The normally poker-faced pitcher tailspins throughout the rest of the episode, snapping at her bestie Evelyn (the ridiculously charming Meagan Holder), having a panic attack in the middle of the night, and turning in a dismal game the next day.   
 
In “Beanball," her ex-boyfriend Trevor had warned her about the nude pictures that were stolen from his phone, and that her life was too much for one person to handle.  He encouraged Ginny to open up to someone, and for a few glorious episodes, it seemed that that person was the bodaciously bearded Mike Lawson (Mark-Paul Gosselaar).  But Ginny was blindsided to learn about Mike and Amelia's relationship and felt betrayed the fact that her agent didn't keep her panic attack from her teammate.  Thus, she pulled away from both of them instead of leaning on them when she needed them the most.
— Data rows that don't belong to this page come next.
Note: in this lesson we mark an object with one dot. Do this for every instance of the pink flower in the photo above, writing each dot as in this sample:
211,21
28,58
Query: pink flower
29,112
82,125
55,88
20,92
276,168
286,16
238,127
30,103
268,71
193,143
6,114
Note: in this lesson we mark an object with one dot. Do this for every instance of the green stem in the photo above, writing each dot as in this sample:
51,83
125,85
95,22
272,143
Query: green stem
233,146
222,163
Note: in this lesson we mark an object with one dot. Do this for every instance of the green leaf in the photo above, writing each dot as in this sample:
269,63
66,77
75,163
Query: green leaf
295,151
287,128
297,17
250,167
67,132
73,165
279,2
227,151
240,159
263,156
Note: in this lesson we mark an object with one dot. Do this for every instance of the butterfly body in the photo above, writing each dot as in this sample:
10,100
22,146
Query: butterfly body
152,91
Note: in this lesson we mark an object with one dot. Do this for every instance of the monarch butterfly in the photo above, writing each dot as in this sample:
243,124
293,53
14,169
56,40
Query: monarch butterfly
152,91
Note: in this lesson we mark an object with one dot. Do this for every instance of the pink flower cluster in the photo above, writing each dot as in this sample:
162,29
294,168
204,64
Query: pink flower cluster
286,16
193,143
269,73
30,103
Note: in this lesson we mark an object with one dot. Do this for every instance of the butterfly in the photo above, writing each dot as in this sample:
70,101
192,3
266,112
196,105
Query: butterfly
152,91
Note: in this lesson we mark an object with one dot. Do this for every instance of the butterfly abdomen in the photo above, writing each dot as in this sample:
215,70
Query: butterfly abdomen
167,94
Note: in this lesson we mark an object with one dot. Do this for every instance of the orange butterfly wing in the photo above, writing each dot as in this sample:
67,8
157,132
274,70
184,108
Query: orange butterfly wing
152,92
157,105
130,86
Overwhelmed by the grueling workouts schedule (which includes workouts before a game),  instant fame, and the added pressures of now being a spokesperson for one of the biggest athletic brands in the world, a tailspinning Ginny abandoned the Nike celebration thrown in her honor with a slacker waitress named Cara (Lyndsy Fonseca) to party recklessly.  Thanks to kids and their damned smartphones nearly the entire night was live-streamed.  Ginny’s monster poolside slam dunk went insta-viral.  The only problem: she did it wearing New Balance sneakers.
 
This definitively drives home the fact that Ginny, a 23-year-old-kid who never went to college and witnessed her father's death, who has no friends outside of Blip and Evelyn, is now being treated, traded and handled like a commodity instead of a person.  And yes, fame is the stuff of dreams, but the reality of it can be a nightmare.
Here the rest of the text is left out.